Лошадь пускается резкой рысью. Печально позвякивает соскочившее со шлеи колечко.
С самого обеда в доме и на дворе у Крикисов началась суета и беготня. Двор был прибран, подметен и блистал чистотой. Конский и коровий навоз сгребли в яму, мусор, обломки кирпича, камни, заржавленные дырявые чайники и осколки стекла собрали в кучу у двери в клеть. Обвалившийся забор кое-где подперли. На скорую руку выкосили жухлый гречишник и лебеду.
По одну сторону квадратного двора стоял старый жилой дом в два маленьких окошка с покосившейся замшелой соломенной крышей. Наружные двери на лето обычно выставляли, и в зияющий проем видны были дочерна закоптелые сырые сенцы, а в глубине — старинный очаг, над которым постоянно висел на железном крюку котел, облепленный лузгой, мукой и картофельной шелухой.
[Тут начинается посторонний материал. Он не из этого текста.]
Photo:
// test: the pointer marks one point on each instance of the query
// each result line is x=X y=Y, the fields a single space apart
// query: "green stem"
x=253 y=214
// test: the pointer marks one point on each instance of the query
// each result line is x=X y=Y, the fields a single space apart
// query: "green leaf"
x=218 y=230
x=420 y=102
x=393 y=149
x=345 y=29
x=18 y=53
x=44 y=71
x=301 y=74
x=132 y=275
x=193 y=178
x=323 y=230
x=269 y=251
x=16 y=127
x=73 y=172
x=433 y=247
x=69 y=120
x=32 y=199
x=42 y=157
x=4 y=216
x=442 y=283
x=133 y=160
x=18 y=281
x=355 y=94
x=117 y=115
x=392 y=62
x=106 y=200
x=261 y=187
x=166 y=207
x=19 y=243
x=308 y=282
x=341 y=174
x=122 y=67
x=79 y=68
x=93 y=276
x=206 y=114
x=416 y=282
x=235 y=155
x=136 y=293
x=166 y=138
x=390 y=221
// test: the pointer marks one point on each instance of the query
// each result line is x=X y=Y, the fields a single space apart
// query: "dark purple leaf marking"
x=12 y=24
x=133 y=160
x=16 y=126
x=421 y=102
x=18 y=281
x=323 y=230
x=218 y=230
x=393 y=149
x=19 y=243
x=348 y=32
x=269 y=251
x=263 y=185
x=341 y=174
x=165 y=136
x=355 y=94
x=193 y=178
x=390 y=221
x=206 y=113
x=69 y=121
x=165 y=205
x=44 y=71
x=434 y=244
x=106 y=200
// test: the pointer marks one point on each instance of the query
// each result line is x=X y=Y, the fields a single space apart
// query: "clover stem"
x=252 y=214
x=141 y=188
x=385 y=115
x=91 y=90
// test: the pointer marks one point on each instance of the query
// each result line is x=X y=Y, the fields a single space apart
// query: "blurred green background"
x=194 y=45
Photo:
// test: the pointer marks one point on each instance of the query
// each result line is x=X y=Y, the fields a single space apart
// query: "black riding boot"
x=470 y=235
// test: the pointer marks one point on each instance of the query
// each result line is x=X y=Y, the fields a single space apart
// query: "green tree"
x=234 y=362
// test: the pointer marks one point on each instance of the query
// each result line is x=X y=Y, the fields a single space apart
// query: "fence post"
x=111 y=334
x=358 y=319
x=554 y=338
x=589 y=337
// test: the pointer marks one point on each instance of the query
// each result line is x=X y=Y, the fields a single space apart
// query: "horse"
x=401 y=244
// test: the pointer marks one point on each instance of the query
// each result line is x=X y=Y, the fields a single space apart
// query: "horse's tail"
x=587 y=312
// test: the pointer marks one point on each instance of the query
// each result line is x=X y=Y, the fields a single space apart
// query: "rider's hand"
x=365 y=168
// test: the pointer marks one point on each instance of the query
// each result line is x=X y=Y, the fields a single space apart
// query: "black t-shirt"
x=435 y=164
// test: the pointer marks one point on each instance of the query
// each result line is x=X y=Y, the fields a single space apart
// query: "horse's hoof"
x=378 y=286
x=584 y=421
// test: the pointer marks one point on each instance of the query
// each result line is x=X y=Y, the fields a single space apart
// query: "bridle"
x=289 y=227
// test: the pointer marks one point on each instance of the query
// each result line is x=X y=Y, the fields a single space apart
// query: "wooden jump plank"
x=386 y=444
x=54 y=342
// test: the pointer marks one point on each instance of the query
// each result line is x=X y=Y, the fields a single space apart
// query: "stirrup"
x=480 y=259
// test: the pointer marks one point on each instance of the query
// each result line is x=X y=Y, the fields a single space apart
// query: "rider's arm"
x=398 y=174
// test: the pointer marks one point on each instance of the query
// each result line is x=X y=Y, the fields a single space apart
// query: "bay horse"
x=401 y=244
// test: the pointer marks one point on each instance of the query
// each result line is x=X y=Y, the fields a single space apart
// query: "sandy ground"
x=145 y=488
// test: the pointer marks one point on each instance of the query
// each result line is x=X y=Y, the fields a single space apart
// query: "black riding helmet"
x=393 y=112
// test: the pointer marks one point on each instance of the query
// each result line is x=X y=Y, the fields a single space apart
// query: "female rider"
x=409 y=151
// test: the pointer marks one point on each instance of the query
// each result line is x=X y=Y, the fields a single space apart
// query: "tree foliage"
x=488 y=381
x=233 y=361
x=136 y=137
Прямо против двери дома, на другой стороне двора, — хлев и грязный загон, а сбоку — клеть, и еще немного поодаль — рига с половней и навесами. Все постройки у Крикисов ветхие, покосившиеся, под дырявыми соломенными крышами. Всюду бедность, запустение и грязь.
Хозяйство Крикисов постепенно, но неудержимо приходило в упадок. Люди объясняли это разными причинами — ленью, пьянством, неуживчивым нравом хозяев. Сам же Крикис любил жаловаться на трудные времена, плохие урожаи, большие платежи и злую жену. Но никому из Крикисов не приходило в голову подумать над тем, как бы покончить с жалким полуголодным существованием и начать жизнь по-иному.
Крикис вышел во двор и, задрав рыжую бородку, с минуту смотрел в сторону большака. Красное потное лицо его выражало мрачную надменность. Глаза прятались под длинными ресницами. Он был в одной рубахе, подштанниках и в стоптанных опорках. На дворе он постоял только несколько минут. Харкнул, сплюнул, тяжело ступая, пошел обратно в дом и прямо в опорках повалился на кровать; повернувшись к стене, он укрылся от мух одеялом до самого подбородка.